Out of contract, unsurprisingly Troisi was linked yet again to a reunion with Chris Hughton, manager of Premier League new boys Brighton at this point. It seemed like a crack at the Premier League could finally be a reality but the club and player could not come to an agreement over wages with Troisi reportedly asking for double what was offered by the club.

Instead, Troisi decided to use the forthcoming Confederations Cup as an advertising window for his services, as well as staking a claim to be in the next Asian and World Cup squads. They only qualified for this tournament as a result of Troisi’s heroic winning goal in the Asian Cup final so his stake on the international scene was still fairly high.

Australia battled bravely but were ultimately knocked out in the group stage after two draws and a defeat. Troisi featured in all three of the games, scoring a goal against Chile, but this wasn’t enough to attract a suitable offer from a European club. After much deliberation, he decided to sign a two year contract which would see him return to Melbourne for the third time. The Victory fan favourite knew this was a safe bet as he could stand out in the A League which would hopefully ensure his inclusion in future international squads.

Another productive season in Melbourne followed with Troisi leading his side to the A League trophy, playing in 30 games and scoring 4 goals. Despite being heavily involved and gaining plaudits for his performances, new Australia manager Bert van Marwijk decided to leave him out of the squad for the World Cup in Russia. Despite feeling he should have been selected, Troisi took the rejection maturely saying, “At the time it’s disappointing but I’m big enough and grown up enough to move on.”

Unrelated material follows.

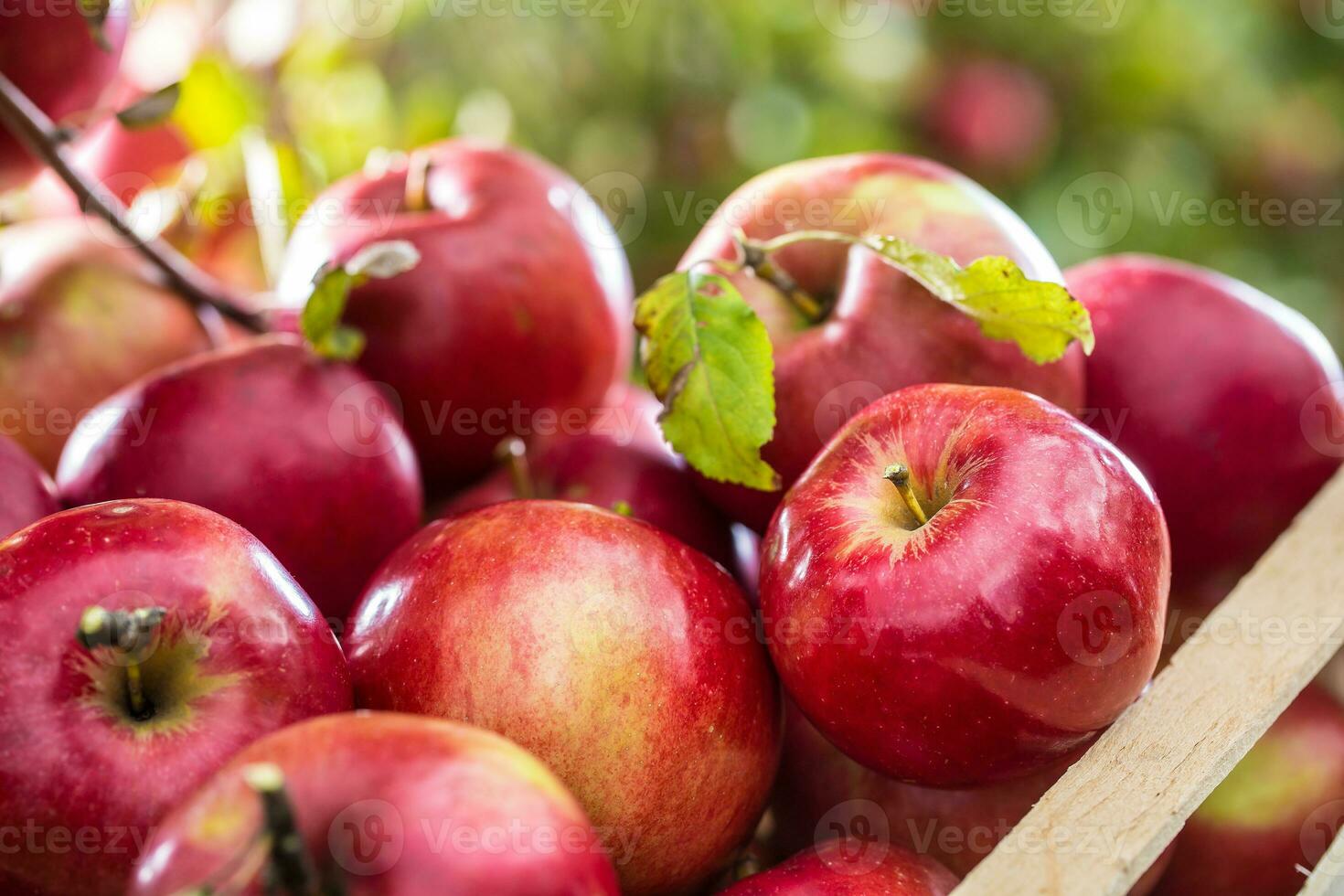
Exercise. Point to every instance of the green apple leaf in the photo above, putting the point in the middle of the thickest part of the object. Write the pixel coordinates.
(707, 357)
(1043, 318)
(320, 321)
(152, 109)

Of course the Asian Cup would take place only six months after the World Cup which would give him the opportunity to gain his place back in the squad to play in the tournament he has such fond memories of. Australia only gained a point from their three group games in Russia so it seemed Troisi didn’t miss much.

The following season with The Victory started well as they won 6 games from the first 8, Troisi pitching in with a goal and 3 assists. He would have been confident that a call up to the Asian Cup was imminent on the back of this but when new manager and Australia international set up stalwart Graham Arnold announced the squad, Troisi’s name was not on the list. This time Troisi did not respond well. Troisi was seething and took aim at the new manager declaring the squad was “not picked on performance or merit.” He also claimed he didn’t have contact from anyone about the omission and added “I feel I’ve done quite a lot for Australian football so a bit of a phone call would have been nice.” Without Troisi present to work his magic, Australia were beaten in the quarter finals by the hosts, UAE.

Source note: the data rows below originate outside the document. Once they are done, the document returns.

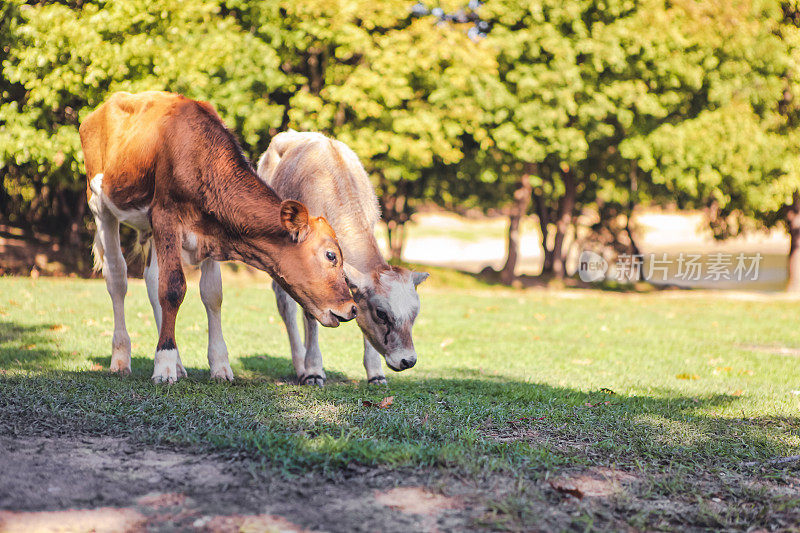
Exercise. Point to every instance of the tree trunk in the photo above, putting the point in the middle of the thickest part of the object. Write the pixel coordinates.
(565, 209)
(793, 225)
(634, 248)
(395, 233)
(76, 225)
(544, 224)
(522, 199)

Troisi ended the season on 29 games, 5 goals and 8 assists. Melbourne finished 3rd and have the finals series to look forward to in the near future. Now 31 and out of contract at the end of June, it will be interesting to see if he stays in Australia where he has prospered or decides to take what could be one final punt on playing away from home.

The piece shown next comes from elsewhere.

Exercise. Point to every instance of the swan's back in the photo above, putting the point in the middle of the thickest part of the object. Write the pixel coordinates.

When at Newcastle in the early stages of his career, he dazzled Peter Beardsley and John Carver among others, but could never quite do enough to get onto the pitch for the first team.

Fellow Aussie and ex Toon defender Craig Moore said of Troisi;

“He’s an exciting player and has a lot to offer.

“I think James has got a very good future to look forward to at Newcastle.”

As we know, despite the sacrifices he and his family made when they emigrated to Newcastle from South Australia all those years ago, it didn’t work out for Troisi on Tyneside, but he has certainly had a colourful career since, full of ups and downs.

Whatever his feelings about the trajectory of his career, he will always have that night in Sydney which will live long in his memory and the hearts of Aussies everywhere.